Polit-Kuriosum statt Systemwandel

Polit-Kuriosum statt Systemwandel
Für Peter Filzmaier ist der Proporz nicht zeitgemäß. Die Grünen werden die Regierung nicht wählen.

Im Rahmen ihres Arbeitsübereinkommens haben sich ÖVP und SPÖ in NÖ geeinigt, den Proporz nicht abzuschaffen. Das hat bei KURIER-Lesern für heftige Reaktionen gesorgt. Und nicht nur bei diesen: Die Grünen, erklärte Gegner des Proporzes, werden ihrem Protest kommende Woche Ausdruck verleihen.
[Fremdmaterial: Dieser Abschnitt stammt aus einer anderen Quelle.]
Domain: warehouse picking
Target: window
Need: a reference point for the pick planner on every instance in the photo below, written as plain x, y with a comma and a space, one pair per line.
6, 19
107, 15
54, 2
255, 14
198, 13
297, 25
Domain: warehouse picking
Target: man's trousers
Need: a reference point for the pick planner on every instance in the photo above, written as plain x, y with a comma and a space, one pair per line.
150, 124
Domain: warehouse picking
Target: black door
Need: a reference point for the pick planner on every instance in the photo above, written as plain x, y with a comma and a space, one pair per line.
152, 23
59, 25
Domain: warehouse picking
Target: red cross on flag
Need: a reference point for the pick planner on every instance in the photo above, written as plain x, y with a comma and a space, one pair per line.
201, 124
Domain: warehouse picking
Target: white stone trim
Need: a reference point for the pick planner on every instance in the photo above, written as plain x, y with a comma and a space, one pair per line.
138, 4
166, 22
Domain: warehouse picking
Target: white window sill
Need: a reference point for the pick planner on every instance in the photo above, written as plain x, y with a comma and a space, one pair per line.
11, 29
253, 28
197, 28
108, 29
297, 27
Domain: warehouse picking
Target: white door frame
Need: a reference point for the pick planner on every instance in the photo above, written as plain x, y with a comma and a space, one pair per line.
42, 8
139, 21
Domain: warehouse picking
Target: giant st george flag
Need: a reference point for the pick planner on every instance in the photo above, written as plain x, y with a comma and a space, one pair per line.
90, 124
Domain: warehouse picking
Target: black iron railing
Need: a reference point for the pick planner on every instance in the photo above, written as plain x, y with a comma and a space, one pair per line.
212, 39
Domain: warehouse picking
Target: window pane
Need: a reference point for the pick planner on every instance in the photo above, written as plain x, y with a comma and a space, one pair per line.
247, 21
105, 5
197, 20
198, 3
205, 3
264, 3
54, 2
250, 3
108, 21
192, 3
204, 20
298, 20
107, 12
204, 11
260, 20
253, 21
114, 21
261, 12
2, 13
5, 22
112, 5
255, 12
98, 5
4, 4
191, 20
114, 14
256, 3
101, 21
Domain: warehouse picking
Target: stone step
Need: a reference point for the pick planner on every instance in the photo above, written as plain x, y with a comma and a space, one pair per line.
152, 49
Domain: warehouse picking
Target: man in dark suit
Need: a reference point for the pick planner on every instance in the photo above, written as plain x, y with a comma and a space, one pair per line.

Bei der konstituierenden Sitzung des Landtags werden die vier Abgeordneten dem Landeshauptmann und allen Regierungsmitgliedern die Zustimmung verweigern.

Der KURIER fragte beim Politik-Experten nach, welchen Sinn die automatischen Zuteilung von Regierungsämtern gemäß dem Wahlergebnis noch hat. Politologe Peter Filzmaier hält den Proporz für überholt.

KURIER: Welchen Stellenwert hat der Proporz in der heutigen Zeit auf Länder-Ebene?

Filzmaier: Die Bedeutung und auch die Verdienste des Proporzes sind vor allem historisch zu verstehen. Schließlich hatten wir in Österreich 1934 eine Politik, in welcher die politischen Lager aufeinander geschossen haben. Da war es in der Situation des Wiederaufbaus nach dem Zweiten Weltkrieg naheliegend, dass man möglichst viele Parteien quasi an einen gemeinsamen Regierungstisch zwingen wollte. Heute fangen vor allem jüngere Niederösterreicher naturgemäß mit diesen Geschichtsbezügen wenig an.

War die Nicht-Abschaffung des Proporzes in Niederösterreich eine vergeben Chance?

Ja. Der Trend geht klar in Richtung Abschaffung des Proporzes, in Salzburg und Tirol bereits in den 90er-Jahren. Ab 2015 gibt es in der Steiermark keinen Proporz mehr, wenig später wahrscheinlich auch nicht in Kärnten. Vorarlberg hatte nie ein Proporzsystem, in Wien existiert ein solches auch nur in der rein symbolischen Form von nicht amtsführenden Stadträten. Im Burgenland war man einmal bereits nahe an der Abschaffung, ansonsten bleiben nur Ober- und Niederösterreich. Tradition ist gut und schön, doch ich weiß nicht, ob diese Länder nicht irgendwann das Image des Beharrens auf veralteten Politstrukturen erhalten.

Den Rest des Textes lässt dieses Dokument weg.